My world shattered just days after I celebrated my 34th birthday with my husband and 3 year old daughter. I woke up in the morning with a sore left shoulder, and felt a small unusual lump above my left collarbone. While the doctors in my family assured me that the swollen lymph node was probably a result of a chest infection (I had been coughing for a few weeks after all), they nevertheless sent me to have an ultrasound of the lump. Two days later, my dad, who is a doctor, told me the most horrifying news of my life – I had primary lung cancer.

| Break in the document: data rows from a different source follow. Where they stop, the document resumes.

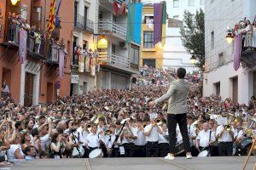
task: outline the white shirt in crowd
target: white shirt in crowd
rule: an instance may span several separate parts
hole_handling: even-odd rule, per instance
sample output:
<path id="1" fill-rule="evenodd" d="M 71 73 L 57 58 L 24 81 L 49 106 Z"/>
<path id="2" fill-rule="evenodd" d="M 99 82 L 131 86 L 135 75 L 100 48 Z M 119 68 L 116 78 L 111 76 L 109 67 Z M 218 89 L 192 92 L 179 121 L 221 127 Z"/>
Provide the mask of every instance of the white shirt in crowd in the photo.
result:
<path id="1" fill-rule="evenodd" d="M 46 134 L 44 136 L 40 137 L 40 140 L 41 140 L 41 147 L 42 147 L 42 150 L 46 150 L 46 149 L 48 149 L 49 145 L 49 135 Z"/>
<path id="2" fill-rule="evenodd" d="M 211 133 L 211 140 L 210 140 L 210 133 Z M 209 142 L 214 142 L 216 140 L 214 132 L 208 129 L 207 132 L 201 130 L 199 132 L 196 139 L 199 140 L 199 146 L 201 147 L 208 147 Z"/>
<path id="3" fill-rule="evenodd" d="M 22 151 L 20 144 L 10 144 L 10 148 L 7 151 L 8 160 L 16 159 L 15 155 L 16 150 L 19 150 L 20 156 L 24 156 L 24 153 Z"/>
<path id="4" fill-rule="evenodd" d="M 138 130 L 137 132 L 137 139 L 134 140 L 134 144 L 137 146 L 143 146 L 146 144 L 144 131 Z"/>
<path id="5" fill-rule="evenodd" d="M 100 147 L 101 138 L 98 134 L 89 133 L 86 137 L 85 142 L 88 144 L 89 147 L 96 148 Z M 102 139 L 103 141 L 103 139 Z"/>
<path id="6" fill-rule="evenodd" d="M 163 132 L 162 134 L 158 133 L 158 143 L 159 144 L 169 144 L 168 140 L 165 138 L 165 136 L 168 136 L 168 131 Z"/>
<path id="7" fill-rule="evenodd" d="M 152 126 L 153 126 L 152 124 L 147 125 L 144 128 L 144 132 L 145 133 L 149 132 L 149 129 L 151 128 Z M 146 136 L 146 141 L 147 142 L 157 142 L 158 141 L 158 132 L 157 132 L 156 127 L 154 127 L 152 128 L 152 131 L 151 131 L 149 136 Z"/>
<path id="8" fill-rule="evenodd" d="M 82 128 L 79 128 L 78 129 L 78 133 L 79 133 L 79 139 L 80 139 L 80 142 L 82 142 L 82 145 L 83 146 L 85 146 L 85 144 L 86 144 L 86 137 L 87 135 L 89 134 L 89 131 L 86 131 L 86 130 L 82 130 Z"/>
<path id="9" fill-rule="evenodd" d="M 218 134 L 220 134 L 220 133 L 223 131 L 223 129 L 224 128 L 224 127 L 223 125 L 220 125 L 216 129 L 216 136 Z M 232 129 L 231 129 L 232 130 Z M 233 130 L 232 130 L 233 131 Z M 234 131 L 233 131 L 234 132 Z M 220 136 L 218 139 L 218 142 L 232 142 L 233 139 L 232 136 L 230 134 L 229 132 L 224 131 L 224 133 L 222 134 L 222 136 Z"/>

The next few days were a whirlwind of scans and tests, and an emergency surgery to drain 1.5 liters of fluid from around my heart. I found out that I had a very rare form of lung cancer caused by the genetic rearrangement of the ROS1 gene. I was relieved to learn that there was a targeted therapy (Crizotinib) available for ROS1, but it cost AUD$7,400/month for the medication as it is neither subsidized by the government nor private health insurance in Australia. I began treatment and celebrated 6 weeks later that the medication had shrunk my tumors.

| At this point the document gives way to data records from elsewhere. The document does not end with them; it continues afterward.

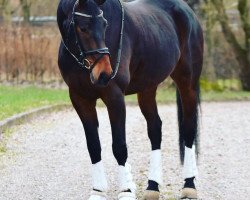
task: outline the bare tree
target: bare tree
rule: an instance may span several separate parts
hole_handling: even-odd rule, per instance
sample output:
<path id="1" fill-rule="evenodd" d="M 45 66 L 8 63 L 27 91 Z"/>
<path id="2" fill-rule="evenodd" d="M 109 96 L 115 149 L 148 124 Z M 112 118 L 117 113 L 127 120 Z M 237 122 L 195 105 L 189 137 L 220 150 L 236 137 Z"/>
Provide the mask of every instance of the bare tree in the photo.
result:
<path id="1" fill-rule="evenodd" d="M 240 80 L 243 90 L 250 91 L 250 17 L 248 0 L 238 0 L 238 11 L 241 19 L 241 28 L 244 32 L 244 41 L 240 42 L 229 25 L 223 0 L 211 0 L 216 11 L 217 20 L 220 22 L 225 39 L 231 46 L 240 65 Z"/>
<path id="2" fill-rule="evenodd" d="M 30 22 L 30 12 L 32 3 L 32 0 L 20 0 L 20 6 L 22 8 L 22 14 L 25 23 Z"/>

Unfortunately, celebrations did not last long as I received the unexpected news that my liver enzymes began to rise to a life-threatening level. I had to stop the medication to allow my liver to recover. Not taking the medication meant regrowth of shrunken tumors and my coughing returned. After several months of unsuccessful attempts to reduce dose to a tolerable level, I finally had to stop taking the medication completely. My family and I were devastated. But then I was blessed to have been accepted into a Phase 1 clinical trial for a new targeted therapy (Lorlatinib) that opened in Australia for ROS1 NSCLC. Even though the trial is in another State in Australia, I have been flying there once every 3 weeks for almost 18 months now to participate in this clinical trial.

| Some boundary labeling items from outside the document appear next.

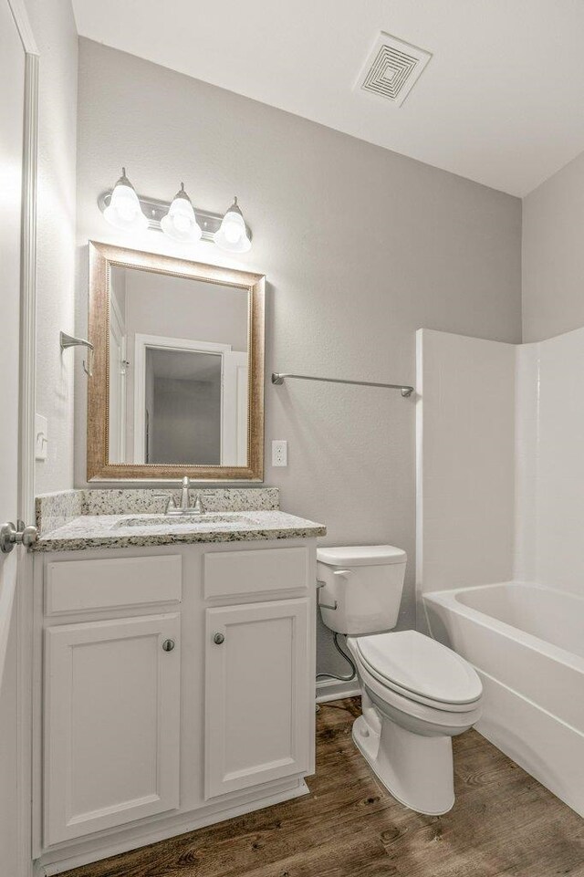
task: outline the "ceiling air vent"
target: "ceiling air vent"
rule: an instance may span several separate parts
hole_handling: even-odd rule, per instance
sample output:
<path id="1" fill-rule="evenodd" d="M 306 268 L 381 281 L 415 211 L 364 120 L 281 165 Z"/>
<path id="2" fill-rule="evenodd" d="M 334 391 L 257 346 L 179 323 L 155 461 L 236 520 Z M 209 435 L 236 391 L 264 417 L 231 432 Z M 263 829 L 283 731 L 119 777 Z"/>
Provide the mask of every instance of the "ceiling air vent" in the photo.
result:
<path id="1" fill-rule="evenodd" d="M 381 33 L 358 86 L 401 106 L 432 57 L 430 52 Z"/>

I am thankful that the tumors have shrunk and remained stable and I have experienced very little side effects. While there are times when I wonder when my tumors might develop a resistance and worry about what treatment options might be available when that time comes, most of the time, I’m just grateful. I appreciate that living with these uncertainties constantly reminds me that life is not certain after all. Life should never be taken for granted. It is a momentary gift.